I hadn't realised how much loss figured in what I'd written until a colleague pointed it out to me. All but one of the stories I have had published in Woman's Weekly dealt with loss in one form or another, but I hadn't noticed! I suppose I was so busy enjoying writing them it didn't register.

There was the elderly father and daughter trying to keep their relationship together after losing the wife/mother (not autobiographical!); the woman trying to be strong as she left her dream home and life to look after her grandsons; the young woman revisiting the house where her mother committed suicide when she was a child; the old lady in a home who has lost her love and her life as she knew it; the newly-divorced man holding a birthday party for his child and steeling himself to welcome his wife's new partner into the house; the woman returning to meet her ex-husband at the place they holidayed as kids, having lost her younger sister... And then, hooray!
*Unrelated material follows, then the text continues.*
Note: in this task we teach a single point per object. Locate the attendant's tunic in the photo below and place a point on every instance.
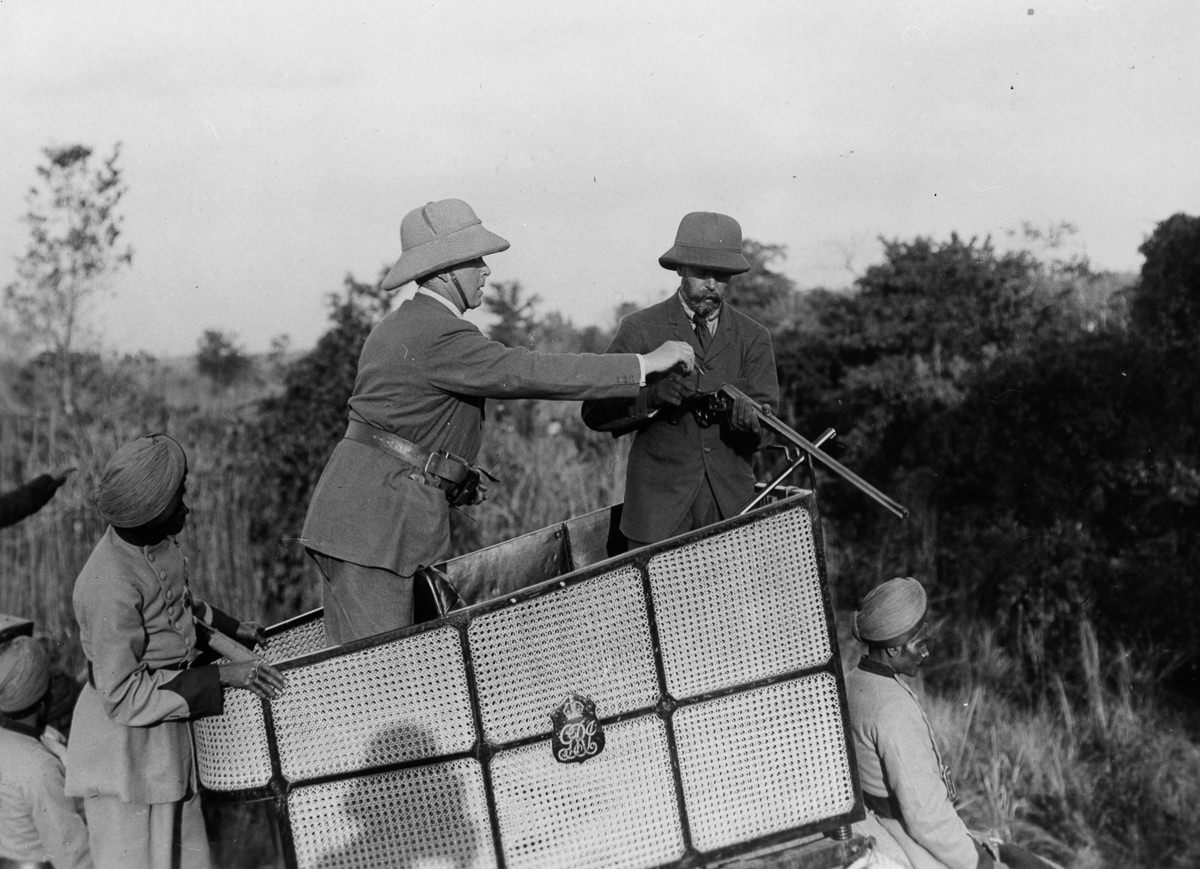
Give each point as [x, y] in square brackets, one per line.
[899, 761]
[130, 738]
[37, 821]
One without a theme of loss! A woman looking for love as she works the summer in Greece doesn't have to look far as it follows her from home!

A strange thing happened, though. Once I had written all this loss out of my system, my inspiration for short stories suitable for Woman's Weekly dried up. I have only just made the link! I seem incapable of thinking up interesting storylines with a twist or surprise now that I have run out of loss!
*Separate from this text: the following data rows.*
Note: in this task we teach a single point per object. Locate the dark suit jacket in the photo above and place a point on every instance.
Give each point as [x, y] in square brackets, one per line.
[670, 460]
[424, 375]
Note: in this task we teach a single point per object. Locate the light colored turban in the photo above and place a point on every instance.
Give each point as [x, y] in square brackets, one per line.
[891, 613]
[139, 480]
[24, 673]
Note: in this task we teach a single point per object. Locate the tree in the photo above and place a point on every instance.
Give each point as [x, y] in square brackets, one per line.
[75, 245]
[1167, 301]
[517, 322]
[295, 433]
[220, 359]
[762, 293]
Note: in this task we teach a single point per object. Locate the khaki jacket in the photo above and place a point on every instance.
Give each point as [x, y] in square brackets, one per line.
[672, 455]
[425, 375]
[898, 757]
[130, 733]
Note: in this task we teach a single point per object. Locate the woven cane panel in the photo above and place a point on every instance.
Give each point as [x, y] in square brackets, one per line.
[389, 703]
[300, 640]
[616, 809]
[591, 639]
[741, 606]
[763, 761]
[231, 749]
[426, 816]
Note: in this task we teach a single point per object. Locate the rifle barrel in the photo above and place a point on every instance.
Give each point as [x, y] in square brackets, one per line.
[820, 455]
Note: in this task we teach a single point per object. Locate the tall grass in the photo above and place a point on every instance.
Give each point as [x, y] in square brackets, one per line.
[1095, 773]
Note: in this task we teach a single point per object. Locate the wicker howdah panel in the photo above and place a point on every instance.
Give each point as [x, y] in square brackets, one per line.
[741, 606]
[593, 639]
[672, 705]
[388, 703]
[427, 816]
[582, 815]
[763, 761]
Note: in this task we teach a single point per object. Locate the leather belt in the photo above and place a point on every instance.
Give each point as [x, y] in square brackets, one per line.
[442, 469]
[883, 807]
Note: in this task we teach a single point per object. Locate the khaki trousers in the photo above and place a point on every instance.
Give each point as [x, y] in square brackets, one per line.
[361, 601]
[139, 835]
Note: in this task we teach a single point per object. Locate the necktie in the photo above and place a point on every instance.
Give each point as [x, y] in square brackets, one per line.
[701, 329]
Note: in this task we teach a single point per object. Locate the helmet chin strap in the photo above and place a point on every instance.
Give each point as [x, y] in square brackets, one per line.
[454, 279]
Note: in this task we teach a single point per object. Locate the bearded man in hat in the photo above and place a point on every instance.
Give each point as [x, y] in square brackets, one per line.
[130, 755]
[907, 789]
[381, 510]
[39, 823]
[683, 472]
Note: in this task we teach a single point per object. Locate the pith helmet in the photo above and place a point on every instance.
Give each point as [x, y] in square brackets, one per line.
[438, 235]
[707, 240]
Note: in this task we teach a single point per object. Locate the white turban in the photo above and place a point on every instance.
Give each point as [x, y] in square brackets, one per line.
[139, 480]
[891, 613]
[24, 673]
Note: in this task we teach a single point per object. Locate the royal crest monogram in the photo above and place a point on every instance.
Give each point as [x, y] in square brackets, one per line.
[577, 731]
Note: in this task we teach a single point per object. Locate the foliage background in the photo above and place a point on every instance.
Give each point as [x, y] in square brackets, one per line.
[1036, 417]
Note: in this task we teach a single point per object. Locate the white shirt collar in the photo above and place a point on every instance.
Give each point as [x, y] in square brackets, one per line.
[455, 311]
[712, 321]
I turned to writing erotica, to keep on being published and keep my confidence up, but am now - I think - ready to go for it with the new mainstream novel I've been plotting and hatching. It has several strands and one, I admit, is to do with loss, but I think I've moved on enough to have something else to write about.

So, Mum, Happy Birthday. You have given me a lot to write about. I wish so much you had been around to read it, but if you had been it probably wouldn't have been written or published. Such is life. And loss. And love.

Thanks for reading.  Do you have a recurring theme in your writing?